Venous blood from healthy donors and clinical samples was collected into citrate–phosphate–dextrose anticoagulant blood collection bags, with informed consent approved by the Sydney Local Health District Human Research Ethics Committee, Sydney Australia (HREC/11/CRGH61, HREC/12/CRGH/59 and HREC/07/RPAH/28) and the Universtiy of Auckland Human Participants Ethics Committee, New Zealand (Ethics approval 010558) consistent with the declaration of Helsinki. Mononuclear cells (PBMC) were isolated from healthy donor fresh venous blood using density-gradient centrifugation over Ficoll-Paque, (GE Healthcare, Little Chalfont, UK) or Lymphoprep (Axis-Shield, Dundee, Scotland) and Leucocep tubes (Greiner-Bio-One, Stonehouse, Gloucestershire, UK).

Flow cytometry analysis

Five million PBMC were incubated with the mAb backbone and the directly conjugated test mAb (PE or fluorescein isothiocyanate (FITC)) or a Streptavidin PE in the case of biotinylated test mAb. Where the test mAbs were purified or ascites, indirect staining was performed using a goat anti-mouse IgG AlexaFluor 488 (ThermoFisher, Melbourne, VIC, Australia) followed by blocking with 10% mouse serum. Where FITC-conjugated mAbs or indirect staining were used, CD1c was omitted from the backbone.
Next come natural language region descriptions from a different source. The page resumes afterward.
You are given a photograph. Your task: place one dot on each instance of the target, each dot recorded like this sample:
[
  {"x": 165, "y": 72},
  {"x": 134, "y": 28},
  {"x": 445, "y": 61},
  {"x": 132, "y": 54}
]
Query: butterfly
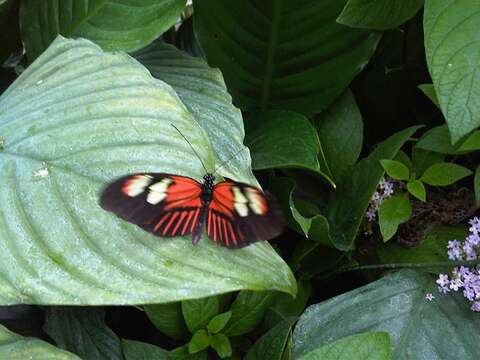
[{"x": 234, "y": 214}]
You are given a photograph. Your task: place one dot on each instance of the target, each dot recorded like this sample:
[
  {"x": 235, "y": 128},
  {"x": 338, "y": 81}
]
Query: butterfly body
[{"x": 233, "y": 214}]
Flow cytometric analysis was performed using an FACS Aria II SORP (Auckland Laboratory) or an Influx (Sydney Laboratory) flow cytometer (all from BD Biosciences, San Jose, CA, USA). Initial data analysis was performed using FlowJo version 9 or X (Treestar, Ashland, OR, USA).

SPADE was performed using Cytobank (Cytobank Inc., Mountain View, CA, USA).[14] FCS files were processed with FlowJo V9 to select the data in the single cell, DAPI− live cell, Lin−, HLA-DR+ gate before SPADE analysis. SPADE clustering was performed on each individual laboratory-generated data set on ArcSinH-transformed fluorescent parameters using 300 nodes and 10% down sampling from five donors to generate unified SPADE trees based on the expression of CD11c, CD14, CD16, CD1c, CD141 and CD34. Populations were manually annotated based upon expression backbone markers according to the same criteria as used for manual analysis. Heat maps are displayed showing the median ArcSinH-transformed fluorescence of the indicated markers, with the size of each node representing the number of cells.